As the letterforms themselves have a slightly distressed, nervy look, I tried to find (in vain!) something akin to that. Maybe a Caslon Antique would do? Well, it goes without saying that it definitely did not.
My question is about Old Style typefaces that may resemble the letterforms in the logo.
I have attached a slightly doctored (the first and last letters are capitalized in the original design) example of the logo to make things easier.
Thanks for your time and patience!
Comments
"Sorry, but type ID requests are not allowed on Typedrawers (see our rules). Try fontid.co or typography.guru."
Thank you for having understood the real intention of my post.
Thanks for your message.
Besides, it’s unlikely that any existed, as there was not much selection of condensed serif typefaces available, and the great vogue for distress was just then emerging.
Perhaps the most remarkable of distressed old style types was the ostensibly venerable Poliphilus (1923), created using faithfully reproduced photographic images of less-than-optimal printed characters sampled from the Aldine Hypnerotomachia Poliphili to produce a machine-set metal type which could make a perfect facsimile of the output of printing technology long since vanished from the face of the Earth. William Morris had worked with photo blow-ups of Nicolas Jenson’s Renaissance type in the 1890s, but his tracings were just to get the hang of the thing, he would never have dreamed of making a verbatim transcription: too pedantic, too mechanical, no craft. Even Goudy and Cooper’s contemporary historicism, though pointedly a bit wonky, was relatively clean. In Poliphilus a relatively new medium in type design, photography, was used to mechanically appropriate the genius of a type founder working in a far older technology. A postmodern, curation-as-art methodology, with the reproduced artefact becoming a hollow simulacrum of its original self. Type revival as recontextualization. But it didn’t find much favour, certainly not compared with Monotype’s subsequent Aldine revival, Bembo.
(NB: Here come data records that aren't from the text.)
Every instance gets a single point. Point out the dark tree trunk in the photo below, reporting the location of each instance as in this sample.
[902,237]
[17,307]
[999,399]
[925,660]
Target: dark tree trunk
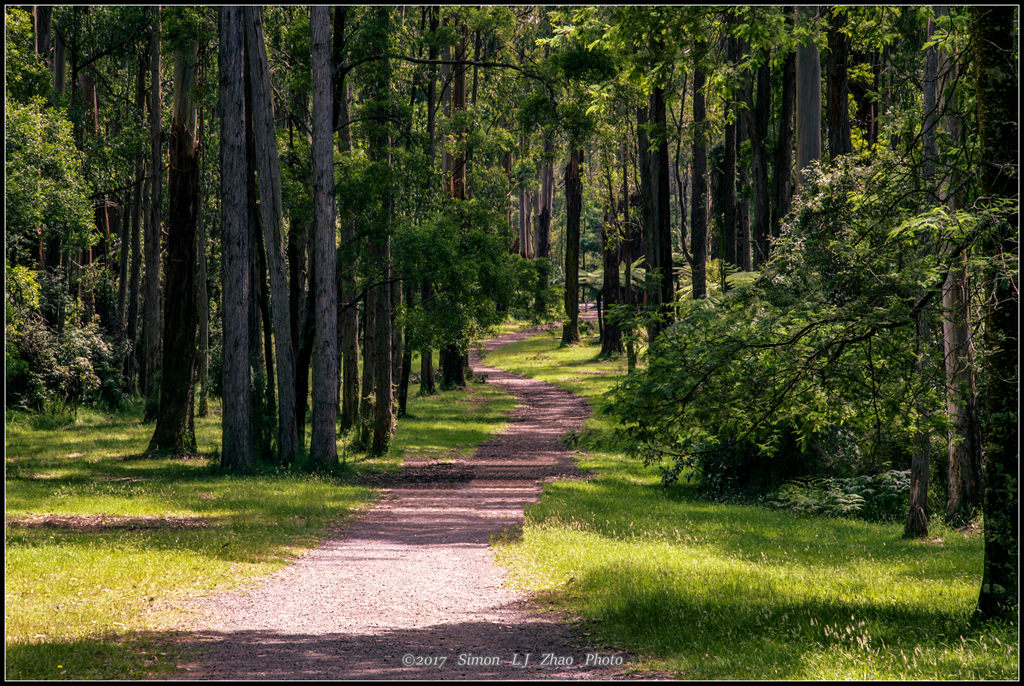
[151,319]
[783,146]
[426,354]
[174,427]
[453,371]
[698,206]
[992,34]
[265,136]
[759,156]
[323,441]
[573,207]
[808,97]
[237,454]
[839,85]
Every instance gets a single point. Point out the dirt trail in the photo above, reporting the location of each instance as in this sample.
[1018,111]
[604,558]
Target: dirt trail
[415,576]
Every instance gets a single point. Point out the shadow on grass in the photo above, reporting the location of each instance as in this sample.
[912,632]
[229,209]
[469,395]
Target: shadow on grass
[743,626]
[261,654]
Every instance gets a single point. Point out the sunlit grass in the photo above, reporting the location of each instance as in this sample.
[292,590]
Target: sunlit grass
[713,591]
[100,603]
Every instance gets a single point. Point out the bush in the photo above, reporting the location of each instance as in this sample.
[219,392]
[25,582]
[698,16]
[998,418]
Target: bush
[879,498]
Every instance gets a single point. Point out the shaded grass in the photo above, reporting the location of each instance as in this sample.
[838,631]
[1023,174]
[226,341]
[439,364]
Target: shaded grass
[715,591]
[96,603]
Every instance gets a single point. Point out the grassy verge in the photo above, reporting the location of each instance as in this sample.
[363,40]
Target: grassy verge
[712,591]
[99,580]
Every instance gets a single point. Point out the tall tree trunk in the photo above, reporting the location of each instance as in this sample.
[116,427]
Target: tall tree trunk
[839,85]
[759,159]
[808,97]
[151,319]
[427,386]
[573,208]
[782,156]
[174,430]
[323,442]
[237,453]
[964,492]
[698,206]
[268,168]
[348,315]
[992,34]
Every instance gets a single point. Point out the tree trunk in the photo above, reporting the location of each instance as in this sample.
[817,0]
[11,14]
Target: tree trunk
[237,454]
[808,98]
[759,159]
[783,146]
[992,34]
[839,85]
[151,318]
[698,206]
[268,168]
[174,427]
[573,208]
[323,441]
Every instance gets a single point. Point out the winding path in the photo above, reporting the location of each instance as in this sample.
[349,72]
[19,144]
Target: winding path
[415,575]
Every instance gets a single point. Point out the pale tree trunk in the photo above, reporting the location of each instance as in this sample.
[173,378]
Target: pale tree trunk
[151,318]
[323,441]
[839,85]
[698,206]
[783,145]
[237,453]
[573,208]
[808,98]
[916,521]
[964,443]
[174,430]
[268,168]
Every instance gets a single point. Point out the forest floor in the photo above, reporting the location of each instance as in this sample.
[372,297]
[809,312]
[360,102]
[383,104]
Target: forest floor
[411,590]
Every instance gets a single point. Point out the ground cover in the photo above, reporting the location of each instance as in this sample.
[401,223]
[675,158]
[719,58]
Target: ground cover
[713,591]
[105,546]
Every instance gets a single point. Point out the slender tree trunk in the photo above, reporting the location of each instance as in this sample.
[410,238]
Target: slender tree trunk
[237,454]
[573,209]
[783,145]
[698,206]
[174,427]
[323,442]
[992,34]
[808,98]
[151,320]
[759,159]
[839,85]
[268,167]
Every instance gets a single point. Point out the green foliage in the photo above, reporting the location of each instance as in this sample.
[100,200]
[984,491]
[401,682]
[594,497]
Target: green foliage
[26,75]
[879,498]
[819,351]
[45,193]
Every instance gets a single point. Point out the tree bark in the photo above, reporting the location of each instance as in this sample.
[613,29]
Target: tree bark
[323,441]
[992,36]
[573,208]
[151,318]
[698,206]
[808,99]
[268,167]
[782,156]
[839,85]
[236,454]
[759,157]
[174,430]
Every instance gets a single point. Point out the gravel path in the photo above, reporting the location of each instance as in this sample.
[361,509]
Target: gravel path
[410,590]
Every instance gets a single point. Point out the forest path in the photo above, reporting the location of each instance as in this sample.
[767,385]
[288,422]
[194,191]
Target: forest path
[415,574]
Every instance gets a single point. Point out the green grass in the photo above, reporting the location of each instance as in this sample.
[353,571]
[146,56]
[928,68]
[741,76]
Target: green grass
[104,603]
[713,591]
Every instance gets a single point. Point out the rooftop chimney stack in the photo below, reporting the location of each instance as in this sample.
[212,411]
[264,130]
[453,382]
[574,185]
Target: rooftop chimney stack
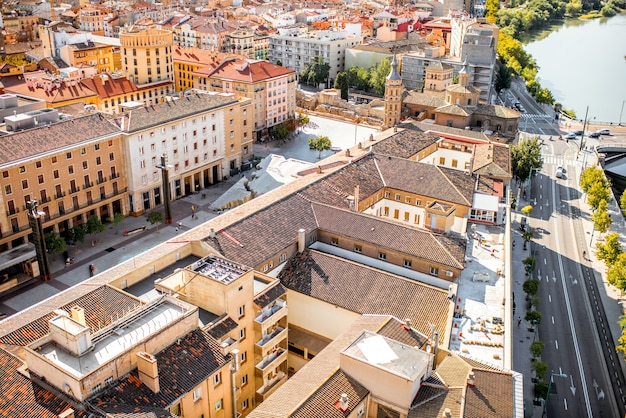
[148,371]
[78,314]
[471,379]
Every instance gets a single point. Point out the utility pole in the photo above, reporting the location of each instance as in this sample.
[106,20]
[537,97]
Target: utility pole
[166,188]
[36,225]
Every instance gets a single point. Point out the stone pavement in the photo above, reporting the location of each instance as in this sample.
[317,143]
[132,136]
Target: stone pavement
[112,247]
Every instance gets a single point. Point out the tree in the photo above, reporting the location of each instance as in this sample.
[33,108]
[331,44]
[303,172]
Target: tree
[342,83]
[540,368]
[280,132]
[76,234]
[616,274]
[94,225]
[531,286]
[527,236]
[597,193]
[527,210]
[610,249]
[55,243]
[316,71]
[503,78]
[378,76]
[156,218]
[534,317]
[526,156]
[320,143]
[116,219]
[601,218]
[536,348]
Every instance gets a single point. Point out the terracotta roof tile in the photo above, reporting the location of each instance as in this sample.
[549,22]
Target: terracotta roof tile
[366,290]
[22,398]
[249,71]
[181,368]
[102,306]
[65,133]
[391,235]
[322,403]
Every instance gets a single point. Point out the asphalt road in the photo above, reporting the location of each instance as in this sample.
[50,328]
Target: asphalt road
[573,327]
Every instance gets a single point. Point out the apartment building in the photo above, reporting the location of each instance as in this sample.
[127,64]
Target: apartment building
[296,47]
[106,352]
[99,56]
[271,88]
[147,55]
[204,138]
[188,60]
[78,175]
[250,321]
[473,44]
[249,43]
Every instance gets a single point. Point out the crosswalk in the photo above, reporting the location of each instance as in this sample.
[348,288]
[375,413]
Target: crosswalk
[535,116]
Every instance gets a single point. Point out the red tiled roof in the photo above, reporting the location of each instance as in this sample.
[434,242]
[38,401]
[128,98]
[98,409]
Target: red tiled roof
[249,71]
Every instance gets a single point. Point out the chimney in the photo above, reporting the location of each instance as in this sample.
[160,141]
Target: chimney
[78,314]
[301,240]
[148,371]
[471,379]
[343,403]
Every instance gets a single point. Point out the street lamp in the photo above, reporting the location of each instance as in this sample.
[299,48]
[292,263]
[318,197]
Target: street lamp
[545,404]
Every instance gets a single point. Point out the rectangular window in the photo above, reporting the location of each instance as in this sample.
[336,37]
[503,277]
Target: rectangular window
[197,394]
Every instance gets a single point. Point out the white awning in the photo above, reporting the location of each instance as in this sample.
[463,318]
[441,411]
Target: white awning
[485,202]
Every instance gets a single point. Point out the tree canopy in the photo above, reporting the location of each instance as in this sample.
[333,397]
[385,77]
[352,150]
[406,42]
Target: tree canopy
[320,143]
[526,156]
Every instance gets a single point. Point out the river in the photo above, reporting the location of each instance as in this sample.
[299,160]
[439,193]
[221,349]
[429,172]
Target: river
[583,63]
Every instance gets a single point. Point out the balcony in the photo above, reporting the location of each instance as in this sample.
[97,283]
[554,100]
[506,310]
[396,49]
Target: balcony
[271,385]
[272,314]
[270,362]
[271,339]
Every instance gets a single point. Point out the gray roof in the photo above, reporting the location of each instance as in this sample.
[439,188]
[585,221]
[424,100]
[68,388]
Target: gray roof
[160,113]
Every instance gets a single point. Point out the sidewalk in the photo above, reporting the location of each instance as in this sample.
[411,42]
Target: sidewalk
[112,247]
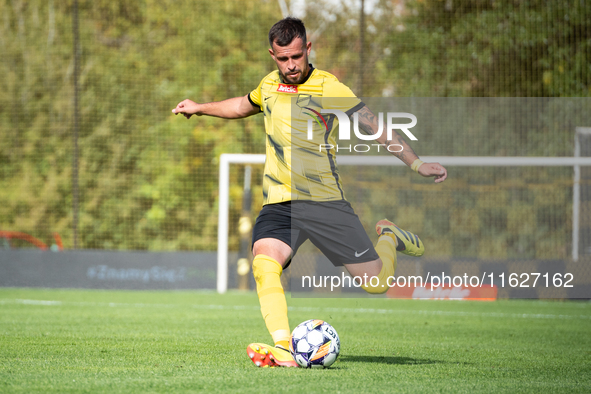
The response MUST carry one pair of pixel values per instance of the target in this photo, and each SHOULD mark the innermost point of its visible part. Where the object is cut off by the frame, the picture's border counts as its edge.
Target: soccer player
(303, 194)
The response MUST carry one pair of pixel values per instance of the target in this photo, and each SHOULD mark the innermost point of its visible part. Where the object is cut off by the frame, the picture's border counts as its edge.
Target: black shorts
(332, 226)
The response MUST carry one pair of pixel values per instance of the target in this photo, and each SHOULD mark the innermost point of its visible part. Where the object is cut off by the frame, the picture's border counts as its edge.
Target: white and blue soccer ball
(314, 344)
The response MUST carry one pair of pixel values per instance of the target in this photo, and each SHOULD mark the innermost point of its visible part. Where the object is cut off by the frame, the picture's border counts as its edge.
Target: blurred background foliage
(148, 179)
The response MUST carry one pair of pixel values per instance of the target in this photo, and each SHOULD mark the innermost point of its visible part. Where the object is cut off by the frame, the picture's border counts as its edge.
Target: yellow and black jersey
(301, 140)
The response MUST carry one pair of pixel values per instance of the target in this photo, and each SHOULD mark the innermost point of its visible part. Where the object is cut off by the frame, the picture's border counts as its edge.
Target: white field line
(301, 309)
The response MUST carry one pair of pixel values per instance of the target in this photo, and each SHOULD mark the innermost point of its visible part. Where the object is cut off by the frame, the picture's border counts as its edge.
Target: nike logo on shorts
(362, 253)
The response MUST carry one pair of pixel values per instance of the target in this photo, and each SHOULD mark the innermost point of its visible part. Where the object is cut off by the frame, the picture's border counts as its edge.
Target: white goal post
(466, 161)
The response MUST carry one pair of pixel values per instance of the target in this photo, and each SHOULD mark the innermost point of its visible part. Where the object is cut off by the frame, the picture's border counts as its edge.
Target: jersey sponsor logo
(287, 88)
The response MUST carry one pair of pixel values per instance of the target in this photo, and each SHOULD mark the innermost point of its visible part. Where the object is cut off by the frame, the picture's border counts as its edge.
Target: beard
(298, 79)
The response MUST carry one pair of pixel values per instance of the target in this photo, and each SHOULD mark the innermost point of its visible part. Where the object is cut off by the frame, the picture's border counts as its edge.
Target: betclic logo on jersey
(392, 119)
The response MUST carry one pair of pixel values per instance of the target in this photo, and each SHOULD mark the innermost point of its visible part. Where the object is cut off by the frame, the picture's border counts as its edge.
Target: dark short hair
(286, 30)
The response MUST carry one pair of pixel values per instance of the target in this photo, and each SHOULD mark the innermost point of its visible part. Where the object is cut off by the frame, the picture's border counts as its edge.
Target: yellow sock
(386, 249)
(267, 274)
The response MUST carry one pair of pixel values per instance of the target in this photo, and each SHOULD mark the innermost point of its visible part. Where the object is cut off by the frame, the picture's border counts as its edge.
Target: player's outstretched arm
(369, 123)
(234, 108)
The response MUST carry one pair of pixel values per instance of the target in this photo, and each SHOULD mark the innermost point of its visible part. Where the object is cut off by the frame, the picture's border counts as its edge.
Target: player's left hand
(433, 169)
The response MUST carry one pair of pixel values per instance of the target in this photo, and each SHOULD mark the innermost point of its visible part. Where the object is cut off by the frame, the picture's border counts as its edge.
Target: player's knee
(264, 265)
(375, 288)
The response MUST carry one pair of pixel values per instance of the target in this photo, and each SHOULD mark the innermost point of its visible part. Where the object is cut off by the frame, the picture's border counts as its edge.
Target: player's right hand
(187, 108)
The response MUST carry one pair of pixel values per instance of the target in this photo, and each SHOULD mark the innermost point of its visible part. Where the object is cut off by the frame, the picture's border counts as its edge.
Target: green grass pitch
(165, 342)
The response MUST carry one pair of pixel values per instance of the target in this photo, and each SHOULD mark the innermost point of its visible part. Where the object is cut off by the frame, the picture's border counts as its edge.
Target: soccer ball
(314, 344)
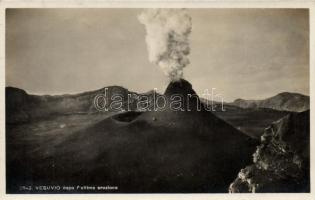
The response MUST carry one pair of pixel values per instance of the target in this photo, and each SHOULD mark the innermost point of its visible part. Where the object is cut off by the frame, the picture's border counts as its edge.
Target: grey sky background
(243, 53)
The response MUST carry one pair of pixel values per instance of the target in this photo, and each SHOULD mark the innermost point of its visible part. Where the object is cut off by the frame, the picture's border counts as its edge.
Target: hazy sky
(243, 53)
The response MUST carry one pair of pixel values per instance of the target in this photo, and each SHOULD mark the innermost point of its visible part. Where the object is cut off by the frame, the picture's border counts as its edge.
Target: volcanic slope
(156, 151)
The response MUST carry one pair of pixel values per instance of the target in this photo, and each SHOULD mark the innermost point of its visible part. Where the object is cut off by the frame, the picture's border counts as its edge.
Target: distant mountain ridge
(24, 107)
(284, 101)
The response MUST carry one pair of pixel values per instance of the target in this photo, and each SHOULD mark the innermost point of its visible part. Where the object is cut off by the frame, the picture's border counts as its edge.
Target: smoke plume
(167, 39)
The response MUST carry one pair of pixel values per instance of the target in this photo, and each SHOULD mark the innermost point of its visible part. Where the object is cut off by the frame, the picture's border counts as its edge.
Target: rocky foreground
(281, 163)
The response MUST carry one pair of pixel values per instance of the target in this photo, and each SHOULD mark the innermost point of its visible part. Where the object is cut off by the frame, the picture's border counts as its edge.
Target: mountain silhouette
(167, 150)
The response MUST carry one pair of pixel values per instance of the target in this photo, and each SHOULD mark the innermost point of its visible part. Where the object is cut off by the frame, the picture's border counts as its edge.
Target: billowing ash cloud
(167, 39)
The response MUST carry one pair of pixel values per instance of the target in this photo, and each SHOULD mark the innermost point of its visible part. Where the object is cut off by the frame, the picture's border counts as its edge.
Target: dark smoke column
(167, 39)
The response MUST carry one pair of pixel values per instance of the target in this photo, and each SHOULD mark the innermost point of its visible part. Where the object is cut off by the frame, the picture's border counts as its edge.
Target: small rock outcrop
(281, 162)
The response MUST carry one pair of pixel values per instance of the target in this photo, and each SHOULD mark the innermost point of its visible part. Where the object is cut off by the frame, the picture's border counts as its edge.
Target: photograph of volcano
(157, 100)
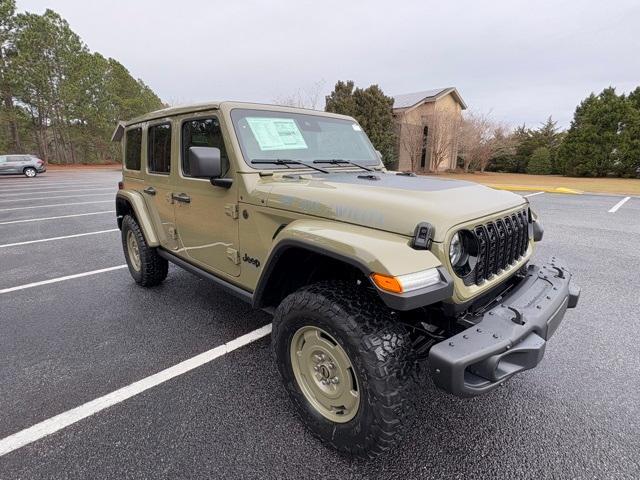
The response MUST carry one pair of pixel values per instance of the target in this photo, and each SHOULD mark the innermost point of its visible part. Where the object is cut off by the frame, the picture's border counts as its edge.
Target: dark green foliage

A rough tracing of squished Times Roman would give a better match, and would have been a more practical method than “cleaning up” the more gnarly Caslon Antique, back in the day.
Give it a try!
The raised crossbar of A is a red herring, just a little “arch” detail.
All cap Times had been used previously for Madonna albums (e.g. True Blue), so there would be some “brand consistency” there.
Also, in 1988/89, DTP had just arrived, with the ability to produce artificial condensing of fonts, and Times was bundled with the early Macs, as one of the few digital styles available, so that may have intrigued Chase, and it would certainly have been easy to morph, prior to tracing over it.
Here is the Times.
I would say it’s easier to use it as a model than the Caslon, if you’re going to trace.
But you’re right about the nicks, so I stand corrected.
Margo Chase was obviously a master at creating antique goth style logotypes or type treatments, frequently incorporating her own typeface designs as well as employing and adapting existing typefaces in clever ways. For instance, the logo she created for the "Buffy the Vampire Slayer" spinoff series "Angel" is based upon Bernhard Modern, with elements removed.
So, I think it's entirely possible that a version of Caslon Antique (aka Fifteenth Century) was the starting point and Chase re-worked or re-drew it into a sharper and more refined form. It would be unfair to say "this is the font," as the final logo is substantially different—but Caslon Antique seems to have been referenced and is probably the closest in overall look and feel.